In the campaign, Titus will be significantly more dour and reserved than his original depiction. “Titus was taken away by the Inquisition, and that took its toll on him. That happened because he was very open, and it cost him dearly,” said Grigorenko. “Now he is back in the very same company he was leading in the past and almost nobody knows him.”
Titus has to battle his way through two planets; the first is a Death World, a place that is barely suitable for human habitation. “The entire surface of the planet is covered with deadly and completely inhospitable jungles,” shared Grigorenko. “It was never a nice place to live to begin with, but now with a Tyranid infestation, it is even worse.”

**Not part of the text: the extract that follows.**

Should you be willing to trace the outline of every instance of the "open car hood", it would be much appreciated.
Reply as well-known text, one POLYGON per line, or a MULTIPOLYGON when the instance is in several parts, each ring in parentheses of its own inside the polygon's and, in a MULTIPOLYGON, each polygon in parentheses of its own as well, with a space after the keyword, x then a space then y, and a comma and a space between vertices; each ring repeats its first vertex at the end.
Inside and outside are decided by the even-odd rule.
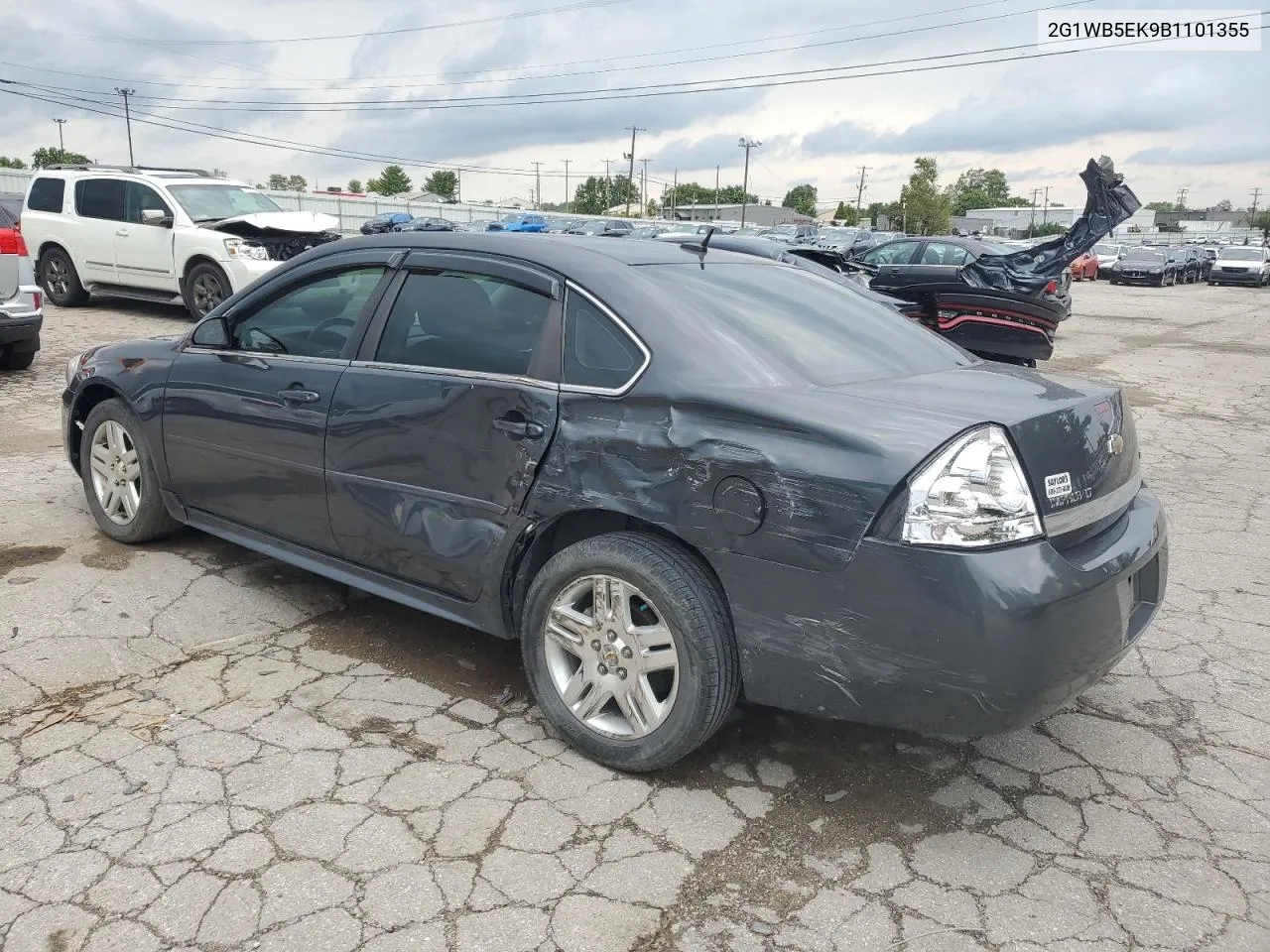
POLYGON ((1142 207, 1106 156, 1090 159, 1081 179, 1088 193, 1085 212, 1064 235, 1008 255, 980 255, 961 268, 961 281, 977 288, 1039 294, 1067 265, 1142 207))
POLYGON ((319 212, 255 212, 222 218, 208 223, 213 231, 225 231, 239 237, 260 237, 269 232, 290 231, 297 235, 334 231, 339 218, 319 212))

The second planet is a Hive World, similar to the setting of Warhammer 40,000: Darktide. Hive cities pack billions of people in giant vertical cities that run from subterranean hab-blocks to massive gothic spires. These are dense, highly detailed environments, and when the Tyranids swarm en masse, the game can get busy. During a technical demo I tried last year, controlling Titus felt similar to how he felt in the original Space Marine. The foes, however — the swarming, endless hordes of Tyranids — are quite different.

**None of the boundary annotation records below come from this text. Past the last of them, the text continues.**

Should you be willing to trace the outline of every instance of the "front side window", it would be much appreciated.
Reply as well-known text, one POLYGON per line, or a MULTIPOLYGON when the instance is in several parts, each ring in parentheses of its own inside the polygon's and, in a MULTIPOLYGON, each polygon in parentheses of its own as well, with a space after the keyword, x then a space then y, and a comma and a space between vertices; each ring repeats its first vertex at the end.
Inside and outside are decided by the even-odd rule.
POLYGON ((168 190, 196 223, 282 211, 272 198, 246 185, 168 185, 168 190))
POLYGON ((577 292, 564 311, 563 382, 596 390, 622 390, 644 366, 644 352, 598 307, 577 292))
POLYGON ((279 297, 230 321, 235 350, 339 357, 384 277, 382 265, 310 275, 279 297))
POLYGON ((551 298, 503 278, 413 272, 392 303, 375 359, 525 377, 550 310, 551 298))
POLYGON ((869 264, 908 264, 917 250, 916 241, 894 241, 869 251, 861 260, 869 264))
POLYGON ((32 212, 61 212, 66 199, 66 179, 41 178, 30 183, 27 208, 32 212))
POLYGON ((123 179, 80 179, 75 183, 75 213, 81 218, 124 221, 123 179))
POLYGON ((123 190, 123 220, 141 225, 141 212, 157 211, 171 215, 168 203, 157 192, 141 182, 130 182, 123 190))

“Tyranid swarms were a huge technical challenge, of course. But we have our own proprietary engine that is perfect for tasks like that,” said Grigorenko. “A previous version of the engine was used for World War Z; it allowed us to have 500 zombies on screen back then. However, with Space Marine 2, we had to go even bigger in terms of both quality and quantity.”

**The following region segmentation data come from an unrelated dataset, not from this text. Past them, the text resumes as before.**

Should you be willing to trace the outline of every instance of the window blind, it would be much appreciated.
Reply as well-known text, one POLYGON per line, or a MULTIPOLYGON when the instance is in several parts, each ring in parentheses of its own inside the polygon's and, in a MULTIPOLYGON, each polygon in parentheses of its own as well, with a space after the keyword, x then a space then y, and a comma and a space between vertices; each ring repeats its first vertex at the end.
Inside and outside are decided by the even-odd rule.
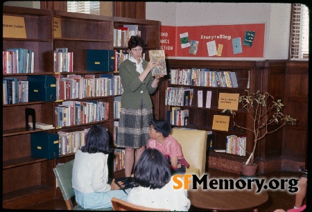
POLYGON ((100 1, 67 1, 67 12, 100 15, 100 1))
POLYGON ((301 3, 292 4, 291 60, 309 59, 309 9, 301 3))

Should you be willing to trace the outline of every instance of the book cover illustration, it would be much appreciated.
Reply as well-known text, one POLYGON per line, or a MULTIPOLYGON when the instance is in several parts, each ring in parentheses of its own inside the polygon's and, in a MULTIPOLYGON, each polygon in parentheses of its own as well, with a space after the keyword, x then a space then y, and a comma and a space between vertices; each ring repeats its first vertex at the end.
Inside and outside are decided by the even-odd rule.
POLYGON ((149 50, 150 60, 156 62, 156 67, 152 69, 152 76, 167 75, 164 50, 149 50))
POLYGON ((244 39, 243 41, 243 45, 252 47, 252 43, 254 42, 255 34, 255 32, 246 30, 245 33, 244 39))
POLYGON ((236 37, 234 38, 232 40, 232 43, 233 44, 233 53, 234 54, 238 54, 240 53, 243 53, 243 51, 241 49, 241 37, 236 37))
POLYGON ((218 50, 216 55, 220 57, 222 55, 222 49, 223 48, 223 44, 218 44, 218 50))
POLYGON ((187 48, 189 46, 189 33, 180 34, 180 40, 181 41, 181 48, 187 48))
POLYGON ((216 47, 215 40, 207 42, 207 48, 208 50, 208 56, 216 55, 216 47))
POLYGON ((196 55, 197 50, 198 49, 198 43, 199 42, 197 40, 191 40, 189 53, 192 55, 196 55))

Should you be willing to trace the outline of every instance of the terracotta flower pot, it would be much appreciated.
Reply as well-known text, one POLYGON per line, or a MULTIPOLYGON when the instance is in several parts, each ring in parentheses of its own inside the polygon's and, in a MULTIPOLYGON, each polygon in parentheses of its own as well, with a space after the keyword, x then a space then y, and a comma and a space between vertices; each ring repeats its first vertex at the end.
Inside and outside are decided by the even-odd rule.
POLYGON ((245 165, 245 162, 243 162, 241 164, 241 174, 245 176, 254 176, 258 168, 258 164, 254 164, 250 166, 250 164, 248 164, 248 165, 245 165))

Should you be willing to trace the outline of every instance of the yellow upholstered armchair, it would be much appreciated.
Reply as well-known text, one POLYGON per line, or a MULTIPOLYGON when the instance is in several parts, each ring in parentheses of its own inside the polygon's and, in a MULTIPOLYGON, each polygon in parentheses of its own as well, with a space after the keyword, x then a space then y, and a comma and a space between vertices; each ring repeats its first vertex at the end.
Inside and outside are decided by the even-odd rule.
POLYGON ((186 174, 198 177, 205 174, 207 131, 173 128, 171 135, 181 144, 184 158, 190 164, 186 174))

While the single-player campaign is all about facing insurmountable odds against an asymmetrical enemy, the multiplayer focuses on six-versus-six combat between squads of Space Marines.
The Ultramarines and Thousand Sons are both Space Marine chapters that show up in the main campaign, albeit with completely different histories and allegiances. The multiplayer gets even more granular. Players can engage in Space Marine battles, picking one of six classes: Tactical, Assault, Vanguard, Bulwark, Sniper, and Heavy. With the class loadouts and customization, players can also switch up every individual piece of their armor — gauntlets, war gear, greaves, helms, pauldrons, and breastplates can all be changed out. With this in-depth system, players can recreate bright yellow Imperial Fists, secretive and cloaked Dark Angels, the Nurgle-infested Death Guard, and furious berzerkers of Khorne.
It’s awesome to see so much love and attention paid to the tabletop game, which gave us the original depiction of Space Marines. Hopefully, we can see some of the fun tabletop variants original as cosmetics, like the classic beaky helmet. I haven’t played Space Marine 2 since the technical demo, but the glimpses coming out of multiplayer content are intriguing.
The tabletop game can be a bit slow, with rolling dice, measuring movement, and occasionally checking a codex — but Space Marine 2 looks like a much swifter and visceral take on transhuman combat and eternal war, while still paying homage to the roots of the setting.